Pittsburgh, Pennsylvania

In Pittsburgh, population 305,704 (2010), the Pittsburgh Cultural Trust, a public-private partnership, works with the City to advance local arts and cultural activities. In the early 1980s, the Trust wanted to restore an old movie theater into a performing arts center. To make this possible, the City adopted a code change in 1983 which allows transfer of development rights as a means of preserving historic structures and promoting the creation of performing arts centers. Unused residential and commercial development rights can be transferred between sites within the Golden Triangle Area and between sites within those portions of the Downtown Riverfront District which are adjacent to the Golden Triangle.

Pittsburgh’s 2011 zoning code retains the provisions of the original TDR program although the downtown zoning districts have been renamed. Consequently, this case study duplicates the profile that appeared in Beyond Takings and Givings in 2003.
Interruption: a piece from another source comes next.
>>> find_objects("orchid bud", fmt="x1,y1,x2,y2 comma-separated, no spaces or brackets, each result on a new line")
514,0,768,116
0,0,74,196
In the Pittsburgh program, potential sending sites are lots containing City-designated historic structures or not-for-profit performing arts facilities in the Golden Triangle Area (C5) or adjacent parts of the Downtown Riverfront District (C6). The part of the C6 zone across the Allegheny River is called Northshore and the portion across the Monongahela River is called Southshore.
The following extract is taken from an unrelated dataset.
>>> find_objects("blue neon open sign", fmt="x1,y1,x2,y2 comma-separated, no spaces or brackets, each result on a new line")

In Pittsburgh, the City can designate a building as a historic structure with or without the consent of the property owner. Once designated, a historic structure cannot be altered or destroyed without the approval of the City’s Historic Review Commission.

The program offers a one-to-one transfer ratio: the amount of development available for transfer is the difference between the existing amount of development on the sending site and the maximum amount of development which would be allowed on that sending site under the zoning code.

When the project proposed on the receiving site is a commercial development, floor area rights from sending sites in the C5 can only be transferred to zoning lots that are also in the C5 and transfers from lots in the adjacent C6 districts can only be made to other C6 properties. However, when the receiving site development is residential, development rights may be transferred from any other zoning lot in the C5 or C6 districts.

If the sending and receiving sites are adjacent, the maximum amount of development allowed on the receiving site can be double the amount allowed as a matter of right by the zoning code. If the lots are not adjacent, the receiving site development can be increased only 20 percent more than the density allowed by the base zoning.

In addition to density increases, for residential receiving site projects, TDR allows exemptions from certain development requirements; specifically, the standards for minimum lot area and open space per dwelling unit do not apply to the transferred units.

When approving a transfer, six findings must be made.

– Circulation and access on the receiving site must be adequate.

– The streets providing access to the receiving site must be capable of accommodating the additional traffic generated by the transferred develop-ment.

– Except when sending and receiving sites are abutting or adjacent, transferred development rights can only be used to increase the receiving site density by a maximum of 20 percent over the density allowed by base zoning.

– When sending and receiving sites are adjacent or abutting, the receiving site must have an allowable floor area at least equal to the floor area proposed to be transferred.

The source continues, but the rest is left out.